Insolvency and Bankruptcy Board of India (IBBI): the IBBI is appointed as the primary regulator and it oversees the insolvency proceedings. It consists of 10 members from the RBI and the Law and Finance Ministry.
Applicability: this code is applicable only on four entities namely individuals, partnership firms, limited liability partnership (LLP) and companies. It is not applicable on entities like trust boards, cooperatives etc. This code is also applied during the liquidation or voluntary winding up of companies.
Adjudicating bodies: the National Company Law Tribunal (NCLT) and Debt Recovery Tribunal (DRT) are the special bodies constituted and appeals lie in the National Company Law Appellate Tribunal (NCLAT) and Debt Recovery Appellate Tribunal (DRAT) respectively. The final appeal lies with the Supreme Court. NCLT is for companies and LLPs while DRT is for unlimited liability partnerships and sole proprietors.
Recent amendment
The whole world came to a standstill due to COVID-19 and the financial health of companies also deteriorated. Cash flow was restricted and most companies plunged into debt. In order to protect the interests of those who are going under loss, the Central Government brought in the Insolvency and Bankruptcy (Amendment) Code, 2020.
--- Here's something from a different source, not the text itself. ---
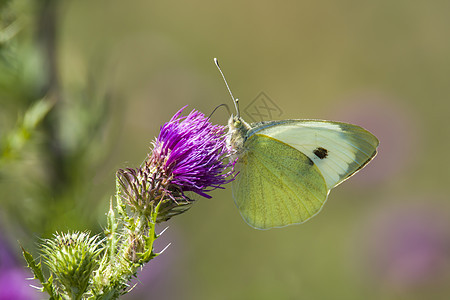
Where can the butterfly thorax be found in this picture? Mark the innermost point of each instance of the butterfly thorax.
(237, 134)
Under the amendment, no applications to initiate Corporate Insolvency Resolution Proceedings can be filed in case of default that arose on or before 23.03.2020 for a minimum of 6 months. It also increased the threshold for initiating CIRP proceedings from one lakh rupees to one crore rupees. It prevents companies from being forced into insolvency during these unprecedented times but there are still some ambiguities regarding certain clauses.
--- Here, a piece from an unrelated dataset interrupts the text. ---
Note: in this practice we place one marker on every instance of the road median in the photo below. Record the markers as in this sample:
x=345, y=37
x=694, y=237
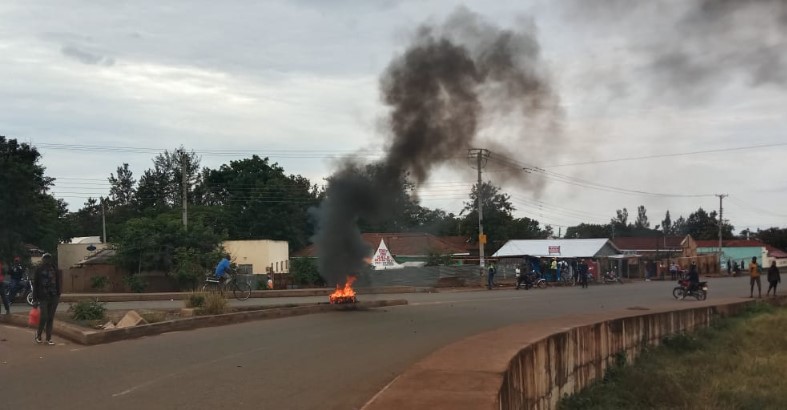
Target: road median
x=86, y=336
The suspension is in place from March 2020 for 6 months i.e. September 2020 and March 2021 if another extension of 6 months is obtained. There seems to be a blanket exemption in place without an actual end date to this special clause and the IBBI has not released nay notifications on the same either. Another part that is under speculation is with respect to personal guarantors.
Corporate debtors are exempted from CIRP but whether personal guarantors and even MSMEs fall in the same category is now an interpretational issue. Now that corporations cannot file for voluntary bankruptcy, they will begin to rely on the procedures under the SARFAESI Act/RDDBI Act. This amendment protects corporations from being cornered but it also defies the purpose of the code itself.